An Australian scholar said China's image in the West has improved in the past 50 years but lags much behind the real progress on the ground.
Colin Mackerras, professor emeritus at Griffith University in Queensland, Australia, said Western views of China are as much a function of the West as they are of China.
Colin Mackerras, professor emeritus at Griffith University in Queensland, Australia. [Photo by Uking Sun/chinadaily.com.cn] |
"China's image is shaped but the realities in China, politics and socialization of people to regard the other as exotic- better or inferior," he said at the 5th World Forum on China Studies in Shanghai.
He said there's a tendency in the West to exaggerate the defaults and downplay the achievement in China, while the change in the 1970s was not due to any change in China itself but to the politics in Nixon period.
The bias is partly due to continuing conviction that the West is superior, which acts as a kind of limitation on China's image, according to Mackerras.
Many years have passed since Jonathan Spence wrote in his book To Change China, published in 1969, that the "West has the right to change China because they had the ability, the faith, and the drive", but the remnants of this attitude is still there, the professor said.
Mackerras first visited China in 1964 and has concentrated his researches on China's ethnic minorities, traditional theatre, Western images of China and bilateral relations between China and Australia.
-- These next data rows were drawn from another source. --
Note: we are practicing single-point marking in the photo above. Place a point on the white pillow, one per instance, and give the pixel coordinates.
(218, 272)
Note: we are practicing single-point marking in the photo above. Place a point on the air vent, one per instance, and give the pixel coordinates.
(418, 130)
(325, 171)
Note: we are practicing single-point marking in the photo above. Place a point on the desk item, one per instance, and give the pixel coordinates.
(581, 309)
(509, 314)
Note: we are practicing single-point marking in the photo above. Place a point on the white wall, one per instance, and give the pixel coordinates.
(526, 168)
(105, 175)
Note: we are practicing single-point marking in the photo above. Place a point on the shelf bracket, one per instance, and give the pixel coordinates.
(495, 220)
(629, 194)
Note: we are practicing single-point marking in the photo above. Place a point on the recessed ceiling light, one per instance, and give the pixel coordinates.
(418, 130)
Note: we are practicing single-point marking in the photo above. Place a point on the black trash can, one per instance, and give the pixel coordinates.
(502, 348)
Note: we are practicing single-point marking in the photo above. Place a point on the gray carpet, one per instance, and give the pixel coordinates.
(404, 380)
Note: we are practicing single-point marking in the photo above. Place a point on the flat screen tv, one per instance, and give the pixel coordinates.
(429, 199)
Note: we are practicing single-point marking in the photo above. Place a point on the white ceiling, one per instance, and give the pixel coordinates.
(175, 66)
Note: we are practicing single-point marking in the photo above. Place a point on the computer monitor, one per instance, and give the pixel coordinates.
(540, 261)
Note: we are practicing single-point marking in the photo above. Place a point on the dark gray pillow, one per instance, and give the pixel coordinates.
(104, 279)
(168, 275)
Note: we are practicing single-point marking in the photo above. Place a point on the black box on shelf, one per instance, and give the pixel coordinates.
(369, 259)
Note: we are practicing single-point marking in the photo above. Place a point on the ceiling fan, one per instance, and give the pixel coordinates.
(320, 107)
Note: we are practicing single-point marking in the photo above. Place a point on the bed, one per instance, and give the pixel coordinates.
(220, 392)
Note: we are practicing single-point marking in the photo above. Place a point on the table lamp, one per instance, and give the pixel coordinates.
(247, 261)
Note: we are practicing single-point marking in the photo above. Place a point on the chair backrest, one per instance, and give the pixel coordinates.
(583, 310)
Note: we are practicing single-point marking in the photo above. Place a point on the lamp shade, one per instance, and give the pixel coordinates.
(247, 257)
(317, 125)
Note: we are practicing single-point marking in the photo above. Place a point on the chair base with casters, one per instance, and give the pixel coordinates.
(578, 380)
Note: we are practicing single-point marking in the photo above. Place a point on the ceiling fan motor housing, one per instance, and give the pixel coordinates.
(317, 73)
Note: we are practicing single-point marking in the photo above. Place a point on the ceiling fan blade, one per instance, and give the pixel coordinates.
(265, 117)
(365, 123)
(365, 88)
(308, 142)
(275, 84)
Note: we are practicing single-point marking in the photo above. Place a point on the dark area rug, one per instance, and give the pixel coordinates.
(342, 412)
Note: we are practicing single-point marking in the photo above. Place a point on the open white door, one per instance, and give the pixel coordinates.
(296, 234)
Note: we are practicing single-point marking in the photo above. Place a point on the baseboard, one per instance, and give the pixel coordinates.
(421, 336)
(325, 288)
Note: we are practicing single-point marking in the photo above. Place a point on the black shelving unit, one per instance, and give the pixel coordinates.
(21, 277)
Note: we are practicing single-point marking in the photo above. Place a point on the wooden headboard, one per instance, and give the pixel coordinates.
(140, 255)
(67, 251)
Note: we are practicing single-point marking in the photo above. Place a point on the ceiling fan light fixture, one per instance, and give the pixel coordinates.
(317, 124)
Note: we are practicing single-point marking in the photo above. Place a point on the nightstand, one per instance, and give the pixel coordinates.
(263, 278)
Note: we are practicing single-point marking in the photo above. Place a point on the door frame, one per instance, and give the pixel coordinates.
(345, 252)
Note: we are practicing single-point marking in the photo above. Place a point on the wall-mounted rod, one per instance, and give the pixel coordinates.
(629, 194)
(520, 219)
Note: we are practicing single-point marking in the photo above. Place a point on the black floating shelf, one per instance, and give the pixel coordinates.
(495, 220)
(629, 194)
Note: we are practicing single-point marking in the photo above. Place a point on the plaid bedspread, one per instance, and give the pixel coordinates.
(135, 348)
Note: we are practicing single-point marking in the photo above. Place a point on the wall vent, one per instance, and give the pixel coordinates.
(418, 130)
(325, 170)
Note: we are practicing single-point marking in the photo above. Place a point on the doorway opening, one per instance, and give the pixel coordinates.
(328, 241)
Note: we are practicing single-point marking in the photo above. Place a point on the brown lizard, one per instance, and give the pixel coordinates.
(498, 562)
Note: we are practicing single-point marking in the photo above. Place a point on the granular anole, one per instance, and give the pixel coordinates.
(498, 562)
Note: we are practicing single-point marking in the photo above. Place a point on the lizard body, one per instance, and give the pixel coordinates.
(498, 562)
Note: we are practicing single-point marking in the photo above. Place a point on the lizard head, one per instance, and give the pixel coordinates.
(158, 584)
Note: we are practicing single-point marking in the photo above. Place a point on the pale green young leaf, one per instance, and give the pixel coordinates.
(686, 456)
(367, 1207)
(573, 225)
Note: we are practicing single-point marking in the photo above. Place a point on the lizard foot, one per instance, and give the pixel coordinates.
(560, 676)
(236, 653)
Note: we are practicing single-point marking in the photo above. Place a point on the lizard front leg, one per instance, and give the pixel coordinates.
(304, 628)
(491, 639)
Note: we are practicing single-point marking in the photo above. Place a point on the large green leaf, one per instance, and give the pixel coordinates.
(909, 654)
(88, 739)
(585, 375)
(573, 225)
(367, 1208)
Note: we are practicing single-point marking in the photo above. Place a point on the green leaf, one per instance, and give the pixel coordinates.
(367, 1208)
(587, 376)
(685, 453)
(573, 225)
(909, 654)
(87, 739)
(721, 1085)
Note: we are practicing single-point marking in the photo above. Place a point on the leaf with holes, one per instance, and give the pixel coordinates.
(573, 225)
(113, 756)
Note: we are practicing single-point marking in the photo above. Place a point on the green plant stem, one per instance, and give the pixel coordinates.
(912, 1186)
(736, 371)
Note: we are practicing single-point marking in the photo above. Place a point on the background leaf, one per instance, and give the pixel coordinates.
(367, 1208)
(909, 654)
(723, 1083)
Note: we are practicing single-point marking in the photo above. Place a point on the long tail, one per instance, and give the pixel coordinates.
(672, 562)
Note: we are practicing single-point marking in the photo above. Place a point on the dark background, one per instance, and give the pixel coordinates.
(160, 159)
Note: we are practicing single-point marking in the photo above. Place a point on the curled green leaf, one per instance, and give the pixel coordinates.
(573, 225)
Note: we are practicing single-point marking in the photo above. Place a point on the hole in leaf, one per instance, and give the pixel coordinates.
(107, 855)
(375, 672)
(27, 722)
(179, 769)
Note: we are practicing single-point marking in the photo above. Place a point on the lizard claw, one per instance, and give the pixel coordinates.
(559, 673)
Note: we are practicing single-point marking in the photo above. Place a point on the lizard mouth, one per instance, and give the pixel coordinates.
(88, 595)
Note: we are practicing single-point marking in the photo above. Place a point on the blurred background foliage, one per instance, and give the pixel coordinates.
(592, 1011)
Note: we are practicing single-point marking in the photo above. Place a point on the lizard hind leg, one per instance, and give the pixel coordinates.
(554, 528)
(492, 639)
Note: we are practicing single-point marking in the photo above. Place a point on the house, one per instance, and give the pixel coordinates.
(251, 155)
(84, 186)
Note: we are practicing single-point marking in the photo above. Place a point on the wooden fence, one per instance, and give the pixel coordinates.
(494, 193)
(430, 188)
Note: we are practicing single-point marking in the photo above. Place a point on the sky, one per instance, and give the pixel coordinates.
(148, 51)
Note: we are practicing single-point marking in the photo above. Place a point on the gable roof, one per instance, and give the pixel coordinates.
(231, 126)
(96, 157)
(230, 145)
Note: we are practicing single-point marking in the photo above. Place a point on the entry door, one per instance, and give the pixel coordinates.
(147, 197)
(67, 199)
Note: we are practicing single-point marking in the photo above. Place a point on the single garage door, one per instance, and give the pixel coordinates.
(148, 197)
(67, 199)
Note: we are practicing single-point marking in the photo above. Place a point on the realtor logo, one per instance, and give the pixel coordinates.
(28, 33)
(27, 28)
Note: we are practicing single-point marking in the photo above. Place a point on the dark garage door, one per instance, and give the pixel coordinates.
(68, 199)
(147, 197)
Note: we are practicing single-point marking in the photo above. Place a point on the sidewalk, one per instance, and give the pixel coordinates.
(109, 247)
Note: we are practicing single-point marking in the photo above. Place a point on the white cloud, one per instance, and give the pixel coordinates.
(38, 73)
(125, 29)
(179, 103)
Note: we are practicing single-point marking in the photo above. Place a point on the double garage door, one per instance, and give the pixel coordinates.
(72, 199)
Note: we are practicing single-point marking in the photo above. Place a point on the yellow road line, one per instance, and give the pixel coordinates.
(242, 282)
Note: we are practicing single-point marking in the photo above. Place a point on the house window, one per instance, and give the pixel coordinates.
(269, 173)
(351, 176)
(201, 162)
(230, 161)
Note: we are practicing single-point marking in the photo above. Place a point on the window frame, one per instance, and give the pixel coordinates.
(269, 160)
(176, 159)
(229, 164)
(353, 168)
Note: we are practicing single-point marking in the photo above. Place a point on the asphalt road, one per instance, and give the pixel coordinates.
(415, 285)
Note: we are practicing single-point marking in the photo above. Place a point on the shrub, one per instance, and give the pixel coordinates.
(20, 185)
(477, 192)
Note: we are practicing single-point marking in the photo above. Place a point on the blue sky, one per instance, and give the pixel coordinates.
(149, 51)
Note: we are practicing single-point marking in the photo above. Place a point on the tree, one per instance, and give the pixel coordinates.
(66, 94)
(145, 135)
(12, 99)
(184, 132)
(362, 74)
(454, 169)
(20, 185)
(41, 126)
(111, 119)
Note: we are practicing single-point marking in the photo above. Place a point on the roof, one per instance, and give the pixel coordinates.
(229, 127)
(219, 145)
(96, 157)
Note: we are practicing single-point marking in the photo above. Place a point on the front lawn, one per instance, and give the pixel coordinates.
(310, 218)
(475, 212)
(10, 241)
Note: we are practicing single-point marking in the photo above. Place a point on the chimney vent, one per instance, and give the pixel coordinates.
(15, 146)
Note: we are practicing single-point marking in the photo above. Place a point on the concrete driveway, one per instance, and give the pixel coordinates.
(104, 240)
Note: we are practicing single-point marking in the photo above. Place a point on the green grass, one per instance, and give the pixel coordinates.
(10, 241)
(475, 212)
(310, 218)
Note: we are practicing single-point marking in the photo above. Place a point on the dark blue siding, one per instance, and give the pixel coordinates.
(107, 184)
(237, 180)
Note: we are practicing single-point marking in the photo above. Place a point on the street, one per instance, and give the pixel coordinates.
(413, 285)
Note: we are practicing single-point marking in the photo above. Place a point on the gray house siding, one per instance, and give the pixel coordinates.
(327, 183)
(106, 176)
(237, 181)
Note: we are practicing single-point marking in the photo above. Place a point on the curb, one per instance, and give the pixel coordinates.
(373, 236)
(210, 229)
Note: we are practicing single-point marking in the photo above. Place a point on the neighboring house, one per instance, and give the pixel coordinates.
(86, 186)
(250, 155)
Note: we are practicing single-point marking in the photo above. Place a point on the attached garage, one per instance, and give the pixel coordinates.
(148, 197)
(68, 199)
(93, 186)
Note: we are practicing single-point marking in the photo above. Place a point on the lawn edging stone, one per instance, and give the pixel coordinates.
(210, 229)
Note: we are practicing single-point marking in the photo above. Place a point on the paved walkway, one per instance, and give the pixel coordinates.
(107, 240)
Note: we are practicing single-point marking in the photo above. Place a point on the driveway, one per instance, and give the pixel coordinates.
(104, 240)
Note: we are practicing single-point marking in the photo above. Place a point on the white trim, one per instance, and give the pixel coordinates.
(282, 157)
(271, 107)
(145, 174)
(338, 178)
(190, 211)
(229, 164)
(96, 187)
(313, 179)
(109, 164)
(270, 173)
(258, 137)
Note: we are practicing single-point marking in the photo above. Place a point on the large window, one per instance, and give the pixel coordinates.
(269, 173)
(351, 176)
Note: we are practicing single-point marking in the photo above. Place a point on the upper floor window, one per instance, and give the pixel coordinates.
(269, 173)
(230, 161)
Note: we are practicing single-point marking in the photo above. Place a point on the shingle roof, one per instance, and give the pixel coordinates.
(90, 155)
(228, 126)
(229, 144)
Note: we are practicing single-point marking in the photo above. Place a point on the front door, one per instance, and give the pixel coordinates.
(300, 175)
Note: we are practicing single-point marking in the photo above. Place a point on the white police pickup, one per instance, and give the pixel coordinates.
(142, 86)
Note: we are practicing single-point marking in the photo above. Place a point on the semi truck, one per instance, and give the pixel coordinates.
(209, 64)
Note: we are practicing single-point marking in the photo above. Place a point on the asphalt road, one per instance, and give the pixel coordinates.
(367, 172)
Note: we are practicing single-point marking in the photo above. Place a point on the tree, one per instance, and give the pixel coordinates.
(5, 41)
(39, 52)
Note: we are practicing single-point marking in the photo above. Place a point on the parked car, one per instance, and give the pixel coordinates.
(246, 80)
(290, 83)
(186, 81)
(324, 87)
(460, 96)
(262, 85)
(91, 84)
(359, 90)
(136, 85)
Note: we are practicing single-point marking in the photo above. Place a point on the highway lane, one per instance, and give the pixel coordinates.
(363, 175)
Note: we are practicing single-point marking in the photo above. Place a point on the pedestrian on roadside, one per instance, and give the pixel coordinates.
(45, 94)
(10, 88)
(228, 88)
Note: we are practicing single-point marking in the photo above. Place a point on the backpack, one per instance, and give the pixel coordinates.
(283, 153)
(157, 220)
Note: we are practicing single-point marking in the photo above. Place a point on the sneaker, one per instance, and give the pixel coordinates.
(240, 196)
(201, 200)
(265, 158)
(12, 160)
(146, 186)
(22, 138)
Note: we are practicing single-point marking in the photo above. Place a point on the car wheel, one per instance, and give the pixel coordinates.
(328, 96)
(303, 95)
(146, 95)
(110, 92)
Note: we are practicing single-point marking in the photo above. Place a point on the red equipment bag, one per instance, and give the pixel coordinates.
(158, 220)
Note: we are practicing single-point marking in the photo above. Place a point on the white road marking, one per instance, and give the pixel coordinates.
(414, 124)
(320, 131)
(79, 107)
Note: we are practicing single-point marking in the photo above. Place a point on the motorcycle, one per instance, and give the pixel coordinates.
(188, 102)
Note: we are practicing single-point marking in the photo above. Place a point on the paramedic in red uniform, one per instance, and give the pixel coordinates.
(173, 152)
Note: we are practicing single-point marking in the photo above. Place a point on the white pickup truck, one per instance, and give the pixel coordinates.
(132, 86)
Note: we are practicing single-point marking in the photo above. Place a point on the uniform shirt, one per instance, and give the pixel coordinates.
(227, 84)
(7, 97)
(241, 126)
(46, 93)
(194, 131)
He took human rights as an example, saying "many in the West see human rights as individual not communitarian" .
He agreed with James Pack's opinion in the book Ideal Illusions that "contrarily to claims of what human rights scholars and advocates, China was never really the great human rights exception. "
Mackerras, also a visiting professor at Renmin University of China in Beijing, urged people to be aware of the influence of power over knowledge and the unseen limitations on thinking.